Car parmi ces titulaires ayant répondu à l'enquête, 83 % peinent à trouver du personnel. Dans 80 % des cas, cette recherche concerne un préparateur, dans 60 % des cas un adjoint. Ces pénuries frappent plus particulièrement le quart nord-ouest et le sud-est du pays pour les adjoints, tandis que le manque de préparateurs sévit principalement dans la moitié nord et en PACA, Ces titulaires à la recherche de personnels désignent la crise sanitaire comme principale responsable de cette pénurie, ainsi que, pour 33 % d'entre eux, « l'exercice en zone défavorisée »,« les conditions de travail contraignantes » et « le peu d'avantages sociaux ». Un titulaire sur deux admet également que la perception dégradée de la profession par les jeunes peut être à l'origine du manque de candidats.

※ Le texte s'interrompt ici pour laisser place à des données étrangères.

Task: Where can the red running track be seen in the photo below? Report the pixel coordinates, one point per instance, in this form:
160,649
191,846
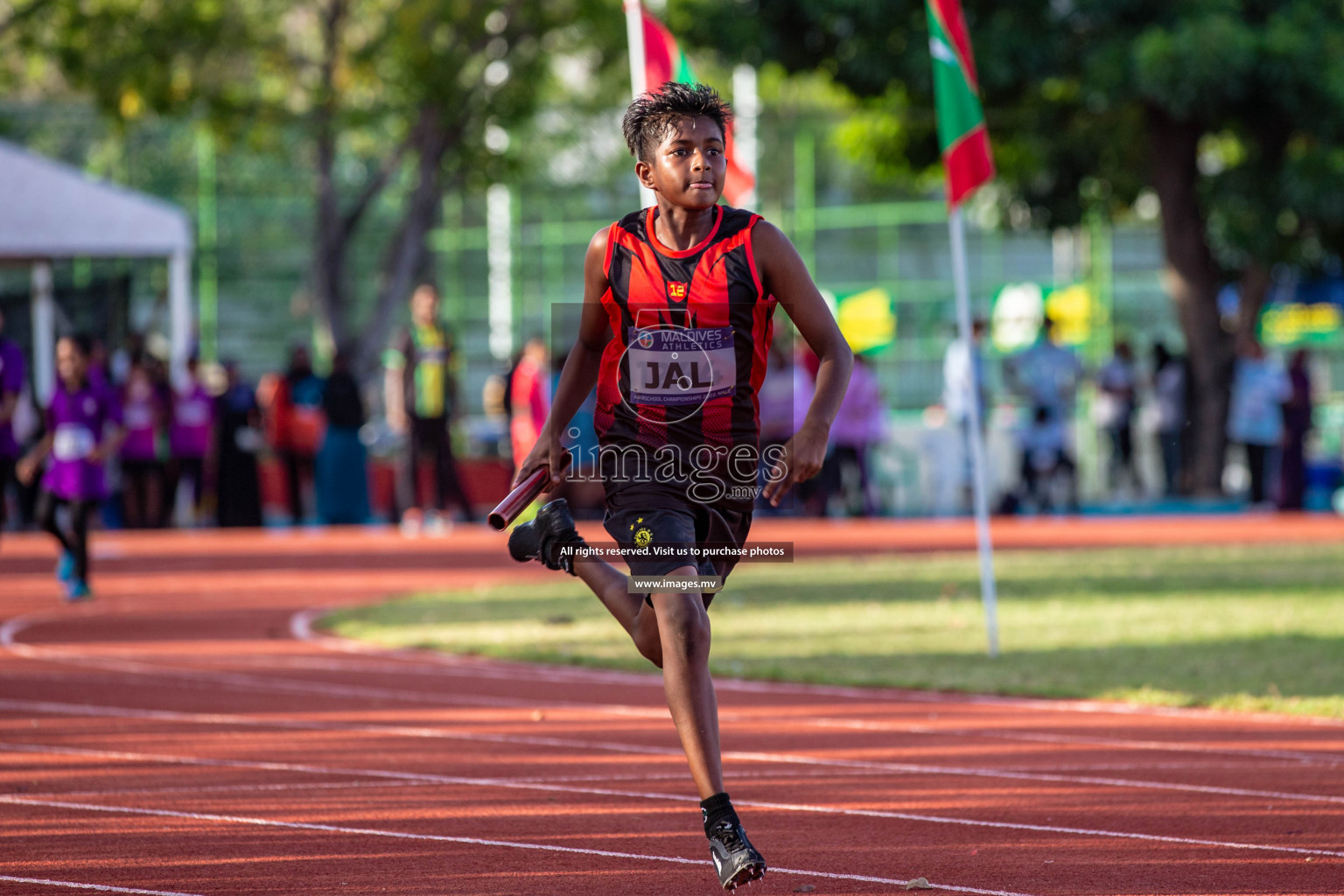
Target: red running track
188,734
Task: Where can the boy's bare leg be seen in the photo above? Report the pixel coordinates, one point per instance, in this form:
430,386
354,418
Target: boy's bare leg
609,584
675,635
636,617
684,627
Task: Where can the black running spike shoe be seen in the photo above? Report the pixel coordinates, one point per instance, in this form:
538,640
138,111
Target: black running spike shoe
544,536
734,856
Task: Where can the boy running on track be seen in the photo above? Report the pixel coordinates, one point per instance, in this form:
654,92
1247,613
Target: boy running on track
78,442
677,309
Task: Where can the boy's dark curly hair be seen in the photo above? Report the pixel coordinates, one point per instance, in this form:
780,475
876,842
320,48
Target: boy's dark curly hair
652,115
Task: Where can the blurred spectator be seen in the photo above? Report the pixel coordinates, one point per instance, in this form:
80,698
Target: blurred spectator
1043,458
529,396
143,474
188,441
82,430
238,439
1298,424
1115,413
1256,421
1170,399
295,426
421,394
964,379
859,424
11,386
343,464
1046,375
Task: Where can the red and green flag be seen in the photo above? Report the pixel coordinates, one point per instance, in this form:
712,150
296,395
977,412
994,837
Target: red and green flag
663,62
962,120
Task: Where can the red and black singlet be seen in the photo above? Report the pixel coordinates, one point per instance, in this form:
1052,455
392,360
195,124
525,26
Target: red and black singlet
691,335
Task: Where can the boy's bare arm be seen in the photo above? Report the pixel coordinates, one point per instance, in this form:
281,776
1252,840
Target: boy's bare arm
581,367
785,277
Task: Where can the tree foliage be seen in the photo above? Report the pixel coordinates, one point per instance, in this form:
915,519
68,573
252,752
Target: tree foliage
1230,110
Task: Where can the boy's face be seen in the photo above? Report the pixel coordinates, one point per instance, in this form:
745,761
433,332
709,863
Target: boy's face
70,361
689,165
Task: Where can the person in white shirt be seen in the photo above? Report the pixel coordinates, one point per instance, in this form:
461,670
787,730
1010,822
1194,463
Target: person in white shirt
1170,401
1115,413
1047,375
1256,419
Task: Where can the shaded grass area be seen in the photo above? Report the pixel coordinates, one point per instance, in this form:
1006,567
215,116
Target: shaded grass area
1236,627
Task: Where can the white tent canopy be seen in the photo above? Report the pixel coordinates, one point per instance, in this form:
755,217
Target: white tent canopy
52,211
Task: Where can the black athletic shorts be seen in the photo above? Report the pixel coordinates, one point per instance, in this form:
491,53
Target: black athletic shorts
634,522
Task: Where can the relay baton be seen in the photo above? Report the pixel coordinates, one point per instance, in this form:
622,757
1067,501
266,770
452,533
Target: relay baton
523,494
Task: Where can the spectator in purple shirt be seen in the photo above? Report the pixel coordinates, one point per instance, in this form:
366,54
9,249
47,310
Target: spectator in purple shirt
11,384
143,477
84,429
192,421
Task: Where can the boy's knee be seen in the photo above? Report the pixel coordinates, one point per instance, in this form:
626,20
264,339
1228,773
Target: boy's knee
648,639
684,625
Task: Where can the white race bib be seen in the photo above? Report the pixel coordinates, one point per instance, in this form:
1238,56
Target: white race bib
192,413
682,366
73,442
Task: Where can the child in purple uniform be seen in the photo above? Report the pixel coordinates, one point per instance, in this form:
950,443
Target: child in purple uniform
84,429
192,419
11,384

Face à ce dernier constat, Philippe Besset promet d'œuvrer en faveur de la réforme de la sixième année et de valoriser la formation initiale, notamment par une différenciation très nette dans la rémunération et les tâches entre les détenteurs d'un BP et les futurs diplômés du DEUST.
Stage de troisième
Reste qu'en termes d'attractivité, la grille salariale n'est pas le meilleur ambassadeur. « Il est stupide de communiquer sur cette grille alors que personne ne la suit. Il y a urgence à donner les montants exacts de rémunération aux jeunes qui se renseignent sur le métier, notamment sur les fiches ONISEP », insiste le président de la FSPF. Convaincu de pouvoir susciter des vocations dès le collège, Philippe Besset annonce la création d'un kit destiné aux titulaires qui voudront accueillir des scolaires dans le cadre du stage de troisième, première expérience dans le monde du travail. « Nous allons leur transmettre des idées de ce qu'ils pourront proposer et communiquer afin de donner envie aux jeunes de venir travailler en officine », décrit-il.
Invité à chiffrer les besoins réels des pharmacies en personnels, le président du syndicat réserve toutefois sa réponse. Certes, rappelle-t-il, les officines ont réalisé 55 millions de TAG, 10 millions de vaccins Covid et 5 millions de vaccins grippe en 2022, soit un total de 70 millions d'actes ou de 7 000 équivalents temps plein. Pour autant, peut-on présager qu'autant de postes supplémentaires seront nécessaires de manière durable ? Réponse en juin, à l'aune de l'activité mesurée durant les six premiers mois de cette année.